One of the most reliable indicators today to assess the paper insulation system of power transformers
in service, is the measurement of the concentration of furan compounds in the insulation oil. The
determination of the content of 2-furfuraldehyde, 2FAL, is done by chemical laboratory analysis on oil
samples taken from the transformers. Based on these results, the Belgian Transmission System
Operator categorises the assessed transformer into one out of four different “furan classes”. These
classes, solely based on the furan content of the oil sample, define the different actions and provisions
to be taken in order to improve overall grid reliability.
The 2FAL content measurement is a standard analysis performed in the laboratory, but gives only an
indication of the life consumption of the transformer. Many factors influence the formation of 2FAL
and its correlation with the average degree of polymerisation (DP) depends on several transformer
characteristics. It is therefore unusual to take direct replacement actions only based on these
measurements when the 2FAL concentration is too high. Instead, the furan classification divides the
power transformer assets into different levels of risk of failure related to the insulation system
For each class, a specific set of curative actions and measures are defined. The classes are numbered 1
to 4, with class 1 the class with the lowest concentrations. As most of the transformers reside in this
class, the only action to be taken is the follow-up of the 2FAL content on a regular basis. When the
transformer is categorised in one of the higher classes, the normal exploitation of the substation will be
altered to minimise the impact of the concerned power transformer on the grid. Other measures that
are to be taken can be the obligatory replacement and scrapping, the prohibition of transportation to
another substation, or the extension of the spare transformer assets.
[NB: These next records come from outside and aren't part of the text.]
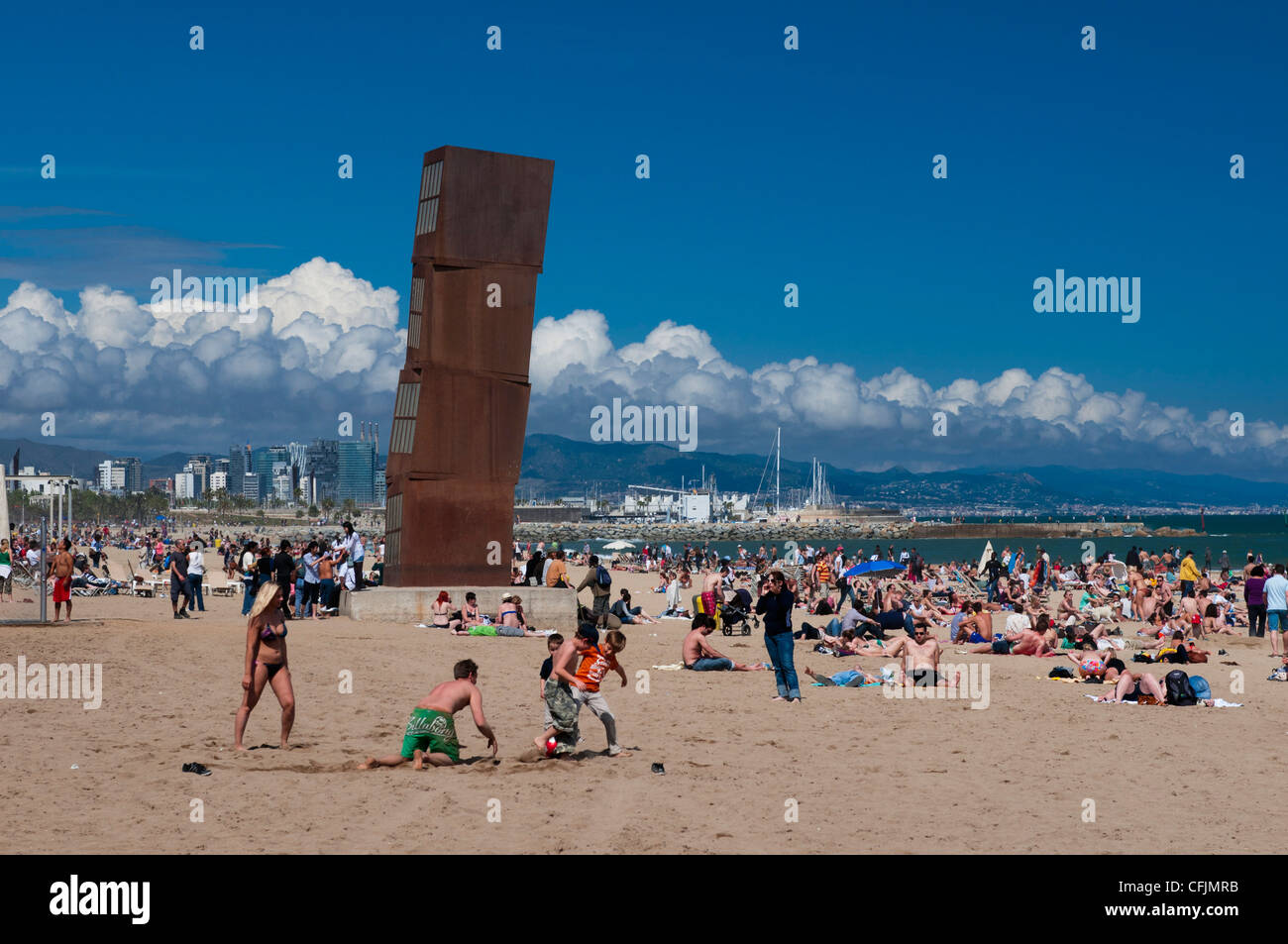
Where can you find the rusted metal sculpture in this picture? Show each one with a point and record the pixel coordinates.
(462, 407)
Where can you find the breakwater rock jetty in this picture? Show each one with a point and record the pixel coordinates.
(773, 532)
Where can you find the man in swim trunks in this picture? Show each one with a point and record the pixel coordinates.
(919, 659)
(430, 737)
(60, 569)
(700, 656)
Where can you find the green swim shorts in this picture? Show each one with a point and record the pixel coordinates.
(432, 732)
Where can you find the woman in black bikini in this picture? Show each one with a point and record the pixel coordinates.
(266, 662)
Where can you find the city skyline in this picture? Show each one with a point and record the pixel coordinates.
(810, 166)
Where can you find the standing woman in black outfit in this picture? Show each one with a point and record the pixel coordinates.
(776, 605)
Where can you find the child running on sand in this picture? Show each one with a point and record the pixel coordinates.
(430, 734)
(558, 691)
(553, 644)
(593, 666)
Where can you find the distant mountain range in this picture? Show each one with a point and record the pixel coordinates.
(555, 465)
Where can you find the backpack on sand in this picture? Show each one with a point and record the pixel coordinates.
(1179, 690)
(1201, 687)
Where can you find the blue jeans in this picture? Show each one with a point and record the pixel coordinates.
(707, 665)
(846, 591)
(782, 655)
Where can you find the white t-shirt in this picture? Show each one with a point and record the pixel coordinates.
(1276, 592)
(1017, 622)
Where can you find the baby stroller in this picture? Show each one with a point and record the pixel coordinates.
(738, 613)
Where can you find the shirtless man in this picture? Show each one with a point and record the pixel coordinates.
(430, 734)
(919, 659)
(1067, 613)
(1019, 639)
(699, 656)
(1190, 614)
(60, 570)
(975, 627)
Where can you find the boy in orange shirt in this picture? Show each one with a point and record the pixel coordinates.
(595, 662)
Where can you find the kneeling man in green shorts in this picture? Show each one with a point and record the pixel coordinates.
(432, 730)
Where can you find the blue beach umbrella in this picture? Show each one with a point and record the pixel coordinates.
(874, 567)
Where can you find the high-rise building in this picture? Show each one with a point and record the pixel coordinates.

The 2FAL content in the insulation oil of all transformers are assessed in order to discover the units at
risk in the grid. Based on this classification, the Belgian Transmission System Operator changed with
success its transformer asset management: five years ago a strategic forecast was established and a
replacement program was initiated for the power transformers in the highest class. In addition, the
classification served also as one of the steering factors to define a new spare transformer purchase
policy. Over the years, the number of critical transformers (class 3 and 4) has drastically decreased.
Today’s class definitions are based on a unique relationship between the 2FAL concentration and the
degree of polymerisation. Due to recent research in this field, the models used to make up the
classification will be enhanced with the influences of different transformer characteristics on the paper
degradation and furan formation process.